Click with the left button of your mouse on a dot on the graphic (1) and select by which metric you want to drill-down the data. In this example, we’ll do it by PI (2). You can of course select another field if you are interested for example by usage per user.
We are interested by the usage of one PI. To filter the data, click on the filter icon (1) and select the PI (2) you are interested by and validate (3). As the list may be long you can use the search toolbox for easier lookup.
By default the agregation unit is aumatic and depend on the time frame you are looking at. You can change the aggregation unit manually, for example to see your past usage with a sum by month. (1) and (2)
Don’t forget that your users are using CPU’s and probably GPU’s too. In this case, you need to start a second time the procedure with the GPU metric to get the GPU usage.
I was wondering if we could have access to the number of users for one PI too (like when there are a lot of hours, is it because there were more people?)
Is it possible to have a cumulative plot on the interface, or we just have to download the data and do this on our own?
Finally, I was wondering if you would have an estimate of the “cost” of a CPU hour, in terms of electrical consumption (to be able to compute a corresponding CO2 emission!). I’m wondering if a rough order of magnitude could be estimated by looking at, per year, the consumption and just do “total electrical consumption/CPU+GPU hours”? (that’s assuming GPU and CPU hours are similar, which I guess not, but…)
Anyway, thanks again for the tutorial, very useful!
Yes, it is possible to have the detail per user of a given PI. After viewing the usage per PI, just left click on the graph again (step1) and select user entry (step2).
Thank you so much @Yann.Sagon
That helps a lot!
Looking forward to the power consumption estimates! In the meantime, I’m using 150W (hopefully it’s a good ballpark estimate).
For the cumulative plot, there’s no worries, I’ve done it myself with the table from the webpage.
I’m experiencing difficulty accessing opxenxdmod. The page isn’t loading for me in several browsers (Brave and Firefox on Arch Linux, and Brave on mobile) across different networks (UNIGE and 5G).

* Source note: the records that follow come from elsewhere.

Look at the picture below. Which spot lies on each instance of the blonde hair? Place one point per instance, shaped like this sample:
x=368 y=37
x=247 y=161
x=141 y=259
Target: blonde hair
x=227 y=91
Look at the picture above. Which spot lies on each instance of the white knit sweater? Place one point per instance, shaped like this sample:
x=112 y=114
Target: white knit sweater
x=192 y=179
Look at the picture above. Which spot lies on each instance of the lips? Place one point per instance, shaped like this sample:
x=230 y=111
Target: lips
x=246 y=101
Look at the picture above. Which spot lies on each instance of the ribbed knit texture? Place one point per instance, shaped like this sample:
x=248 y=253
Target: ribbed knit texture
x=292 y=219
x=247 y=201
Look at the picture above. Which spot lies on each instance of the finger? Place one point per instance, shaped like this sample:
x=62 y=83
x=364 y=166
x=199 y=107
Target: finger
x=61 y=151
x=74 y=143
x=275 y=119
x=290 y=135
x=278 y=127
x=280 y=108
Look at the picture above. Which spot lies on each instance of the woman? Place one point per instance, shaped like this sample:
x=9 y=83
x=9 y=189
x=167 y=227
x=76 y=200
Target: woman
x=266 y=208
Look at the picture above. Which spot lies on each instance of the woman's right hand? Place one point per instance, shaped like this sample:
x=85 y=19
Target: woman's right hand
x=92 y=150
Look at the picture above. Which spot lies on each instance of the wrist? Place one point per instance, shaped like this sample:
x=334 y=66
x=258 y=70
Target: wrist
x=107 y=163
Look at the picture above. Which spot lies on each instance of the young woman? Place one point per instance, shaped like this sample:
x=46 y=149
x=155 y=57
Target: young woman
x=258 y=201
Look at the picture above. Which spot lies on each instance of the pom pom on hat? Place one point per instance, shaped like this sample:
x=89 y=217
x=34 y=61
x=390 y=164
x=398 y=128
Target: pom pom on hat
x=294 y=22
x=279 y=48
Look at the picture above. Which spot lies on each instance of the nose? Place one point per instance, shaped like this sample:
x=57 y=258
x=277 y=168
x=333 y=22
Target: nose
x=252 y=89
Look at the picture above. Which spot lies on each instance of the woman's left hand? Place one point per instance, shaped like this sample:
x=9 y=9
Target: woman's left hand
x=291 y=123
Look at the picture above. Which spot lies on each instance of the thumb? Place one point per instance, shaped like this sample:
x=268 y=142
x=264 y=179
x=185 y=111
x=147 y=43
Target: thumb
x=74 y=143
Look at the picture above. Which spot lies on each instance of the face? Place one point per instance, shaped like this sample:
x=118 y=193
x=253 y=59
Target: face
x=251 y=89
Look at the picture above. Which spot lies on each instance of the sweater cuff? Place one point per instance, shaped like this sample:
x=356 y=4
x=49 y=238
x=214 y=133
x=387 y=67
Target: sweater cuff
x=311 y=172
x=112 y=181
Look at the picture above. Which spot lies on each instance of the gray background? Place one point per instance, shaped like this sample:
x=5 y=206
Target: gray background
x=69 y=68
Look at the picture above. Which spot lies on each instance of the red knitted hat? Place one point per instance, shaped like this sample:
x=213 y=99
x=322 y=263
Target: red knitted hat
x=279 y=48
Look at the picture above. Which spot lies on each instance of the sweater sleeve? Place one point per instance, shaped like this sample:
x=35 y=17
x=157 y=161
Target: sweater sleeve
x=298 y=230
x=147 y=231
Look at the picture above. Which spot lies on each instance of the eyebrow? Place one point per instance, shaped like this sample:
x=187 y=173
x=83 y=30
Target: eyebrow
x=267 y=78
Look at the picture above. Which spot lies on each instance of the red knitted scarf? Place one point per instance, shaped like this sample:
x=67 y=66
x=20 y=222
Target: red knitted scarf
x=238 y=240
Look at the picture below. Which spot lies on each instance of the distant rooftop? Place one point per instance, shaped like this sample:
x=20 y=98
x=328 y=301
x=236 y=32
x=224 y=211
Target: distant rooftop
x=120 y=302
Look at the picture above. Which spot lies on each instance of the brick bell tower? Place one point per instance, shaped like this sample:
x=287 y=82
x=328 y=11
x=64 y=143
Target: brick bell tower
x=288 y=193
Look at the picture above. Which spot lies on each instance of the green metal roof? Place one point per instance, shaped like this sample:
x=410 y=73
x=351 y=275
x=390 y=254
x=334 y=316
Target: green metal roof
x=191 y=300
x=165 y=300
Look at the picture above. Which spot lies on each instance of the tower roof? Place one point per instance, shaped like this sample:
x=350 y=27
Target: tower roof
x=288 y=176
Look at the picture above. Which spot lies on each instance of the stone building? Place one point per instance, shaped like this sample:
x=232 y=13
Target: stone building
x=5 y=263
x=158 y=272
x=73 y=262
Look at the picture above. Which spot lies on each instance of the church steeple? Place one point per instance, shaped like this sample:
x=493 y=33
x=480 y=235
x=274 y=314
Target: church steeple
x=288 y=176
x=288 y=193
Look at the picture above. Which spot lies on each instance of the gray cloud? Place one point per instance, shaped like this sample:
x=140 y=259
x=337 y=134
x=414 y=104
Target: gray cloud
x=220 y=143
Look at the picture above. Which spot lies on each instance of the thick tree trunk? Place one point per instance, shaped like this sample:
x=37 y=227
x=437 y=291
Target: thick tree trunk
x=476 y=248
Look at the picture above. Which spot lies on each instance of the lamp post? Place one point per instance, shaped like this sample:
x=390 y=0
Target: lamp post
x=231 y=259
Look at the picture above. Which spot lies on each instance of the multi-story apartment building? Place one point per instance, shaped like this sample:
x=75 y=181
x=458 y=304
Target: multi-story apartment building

I wanted to have a look on opxenxdmod to monitor core usage during my workloads, which could help me optimize resource requests. htop isn’t providing the level of detail I need.
Could you please let me know if others are experiencing similar issues or provide a fix? Thank you for your time and assistance. And if openxdmod is reserved to PI, could you please mention that in the docs ?
We were adding SSO (single sign on, to use your UNIGE ISIS account) authentification to openxdmod the past days and this has unfortunately created some instability. The instance is now working again, and as extra bonus you can now login to it with your account in case you want to create custom reports that you want to save for example.
OpenXDMoD is useful to see your past usage only, it isn’t working as realtime analytic.
Thanks a lot for the useful answer. I finally ssh into the compute node and used htop there. I also added some logging tools in my python script to get more info if I can not look into htop regularly.
By the way, seff provided me not useful info at all. Htop on the compute node :
Good afternoon Yann. For your info (and not getting bashed about irresponsible resource usage).
It was at the beginning of my script, but it ramps up until almost 1000 GB of RAM is used (I still store chunks in the ROM while the RAM is full).
As for CPU usage, it is very intermittent (maybe because of I/O limitations ?), even after setting up Dask for hyperthreading. It is also recommended in the HPC docs to request the full available cpus in a node if the whole RAM is needed, which makes sense to me, especially in the bigmem partition.
No bashing intended! I was asking just in case it wasn’t intentional but it seems it is needed, so perfect like that.
If you use the whole RAM of a compute node, the justification of using all the CPUs is that anyway nobody will be able to use the remaining CPUs. In this case, if your job can benefit to have more CPU, better request them. If your job uses only let say two cores and adding more CPU doesn’t speedup things, it may be better to not request more CPUs than needed as next year we’ll bill by CPU usage.